The craze for air fresheners is rapidly expanding and is even infiltrating the tween and teen demographic with new products being designed to entice the 8 to 18 set. One fun and flirty plug-in comes in girl-friendly flavors and provides a light show. All the more disturbing when one considers a study by the University of Bristol called “Children of the ’90s” (Alspac), which has followed the health and development of 14,000 children since before birth.
The study didn’t analyze the ingredients in air fresheners, just the effects: 32 percent more babies suffered diarrhea in homes where air fresheners were used every day, compared with homes where they were used once a week or less, and they had significantly more earaches in these homes as well. Air fresheners also affected mothers—those who used them daily suffered nearly 10 percent more headaches. Perhaps most surprising is the finding that women who lived in homes with daily air freshener use had a 26 percent increased risk of depression.

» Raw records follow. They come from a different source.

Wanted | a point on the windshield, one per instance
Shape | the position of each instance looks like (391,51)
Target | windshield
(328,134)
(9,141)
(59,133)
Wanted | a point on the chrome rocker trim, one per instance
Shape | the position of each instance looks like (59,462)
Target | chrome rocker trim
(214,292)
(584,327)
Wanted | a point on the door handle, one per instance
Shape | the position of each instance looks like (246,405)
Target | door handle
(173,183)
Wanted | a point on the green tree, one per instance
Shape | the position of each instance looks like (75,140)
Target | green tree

Just one whiff of the thick synthetic-smelling perfume of an air freshener leaves me thinking “run away!” But could the ingredients in them really be all that bad? Amid all of the Internet chatter about the dangers of commercial air fresheners is this gem of a study by the California Air Resources Board entitled “Indoor Air Chemistry: Cleaning Agents, Ozone and Toxic Air Contaminants.” (And you too can read all 183 pages of it right here. The study comprised exacting analysis of 21 widely available products from ten large chain store retailers in California. The products included a range of household cleaners and plug-in air fresheners.

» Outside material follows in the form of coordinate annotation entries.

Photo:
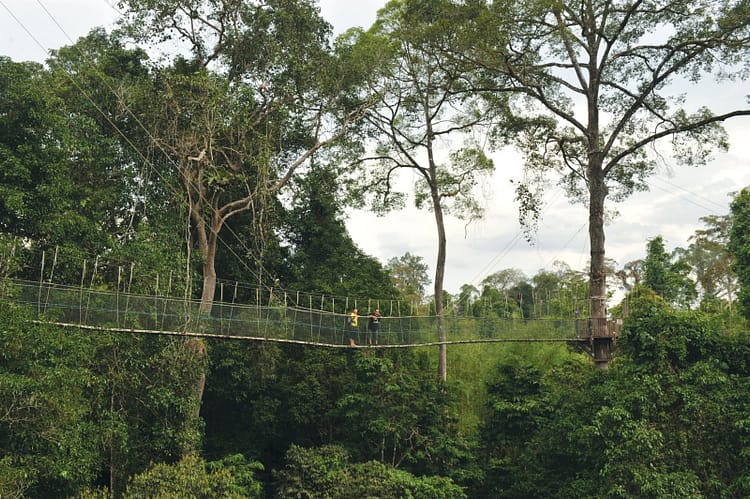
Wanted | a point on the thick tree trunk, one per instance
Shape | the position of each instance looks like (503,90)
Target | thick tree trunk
(439,277)
(601,342)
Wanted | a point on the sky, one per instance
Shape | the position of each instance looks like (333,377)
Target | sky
(678,197)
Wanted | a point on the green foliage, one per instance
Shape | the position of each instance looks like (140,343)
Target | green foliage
(669,279)
(192,477)
(327,472)
(48,429)
(323,257)
(739,246)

The conclusion of the study was that the use of some air fresheners can produce toxic pollutants when used in the presence of ozone (a form of oxygen). Even minimal ozone concentrations were enough to drive significant indoor chemistry. When the chemicals emitted from the air-fresheners are combined with ozone, pollutants of serious health concern are produced. These include formaldehyde (a known human carcinogen and a respiratory irritant with a very low threshold for health effects) and ultrafine pollutant particles. Also of concern is the production of acetaldehyde, organic acids, other oxygenated intermediates, hydrogen peroxide, secondary organic aerosol, and hydroxyl radicals.
Of all of the products studied, air fresheners were the worst offenders. The most serious problems occur when the terpines in the air fresheners mix with ozone. Ozone enters indoor environments with outdoor air and is generally present indoors at levels that are up to 50 percent of outdoor levels. Ozone also may be introduced by indoor sources including devices designed to generate ozone for air purification, air cleaners generating ozone as a byproduct of ionization, and some photocopiers and printers. According to the California Air Resources Board, air cleaners or air “purifiers” that intentionally produce ozone should never be used; they emit very high levels of ozone, a reactive gas that may harm human health.